La funcionaria del Gobierno laborista británico se encontraba en Washington para asistir a las reuniones de primavera del FMI y concedió allí una entrevista al canal CNBC el 15 de abril, en la que afirmaba que los objetivos de la guerra librada contra Irán "nunca habían estado claros". Reeves dijo tener dudas de que "estemos más seguros hoy que hace unas semanas", y su enfoque provocó una furiosa reacción de Bessent ese mismo día, cuando se encontraron.
Además, horas antes, en una entrevista con el tabloide Mirror, la titular de Hacienda calificó de "locura" el conflicto en Oriente Medio y dijo que perjudicaba a los hogares y a los consumidores.
En este sentido, el secretario del Tesoro estadounidense insistió en que el mundo se había vuelto más seguro después de bombardear la República Islámica y argumentó su postura mencionando un supuesto peligro de ataque nuclear iraní contra Londres. Por su parte, su par británica reiteró que no veía objetivos claros en esa escalada bélica y que esta no necesariamente contribuye a un mundo más seguro.
Un funcionario afirmó que ella fue "franca, tanto en privado como en público, sobre los errores de la guerra y su coste económico". Sin embargo, en opinión de Bessent, era mejor aceptar un "pequeño sufrimiento económico" que no es tan grave, que esperar que "un arma nuclear pueda alcanzar Londres".

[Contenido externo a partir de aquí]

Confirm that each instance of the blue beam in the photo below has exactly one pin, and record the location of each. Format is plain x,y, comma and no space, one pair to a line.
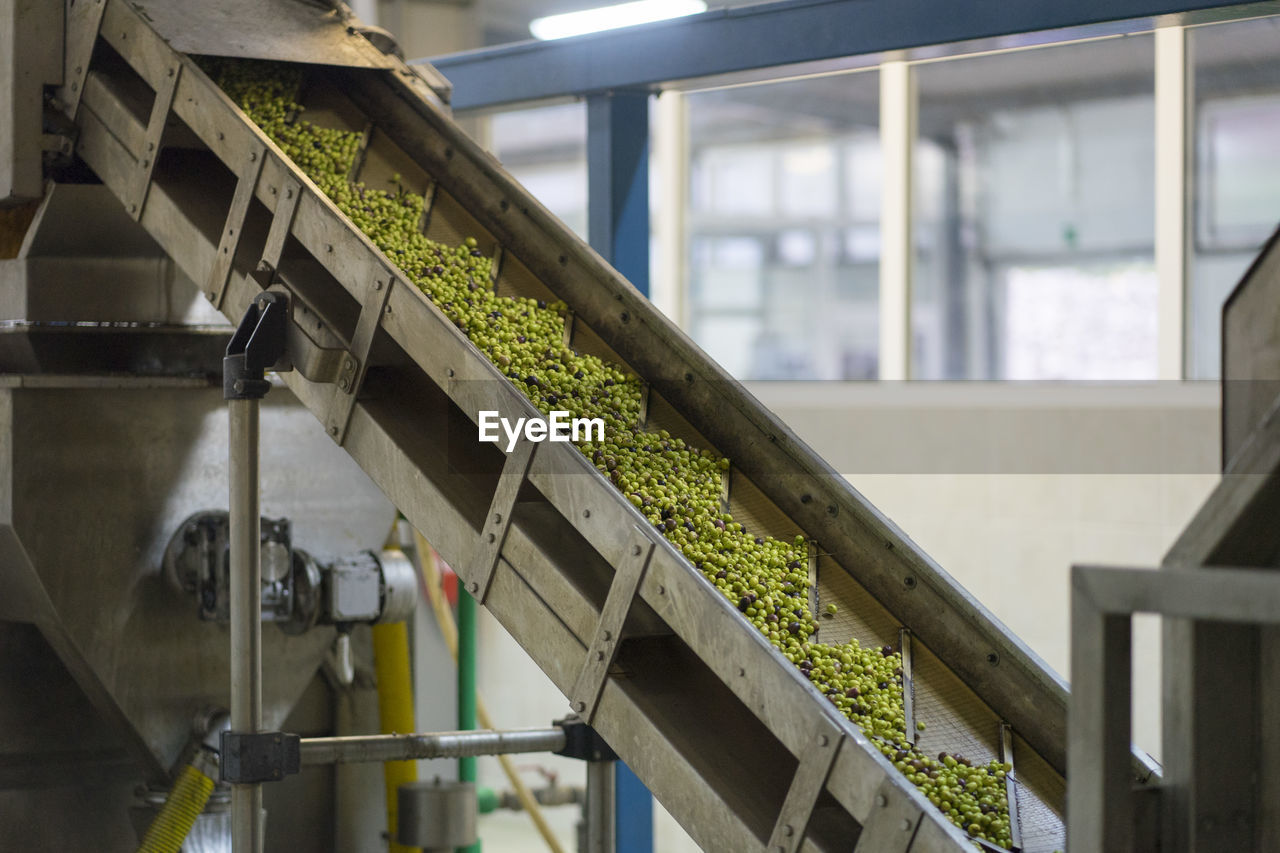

A la reunión entre los titulares de Finanzas asistieron también variosfuncionarios de los dos países y diplomáticos de la Embajada británica.
Financial Times señala que el gabinete laborista se sitúa del lado de la opinión pública respecto a la guerra librada por EE.UU. e Israel contra Irán —un 65 % de la población británica está en contra, según la empresa de sondeos Ipsos—.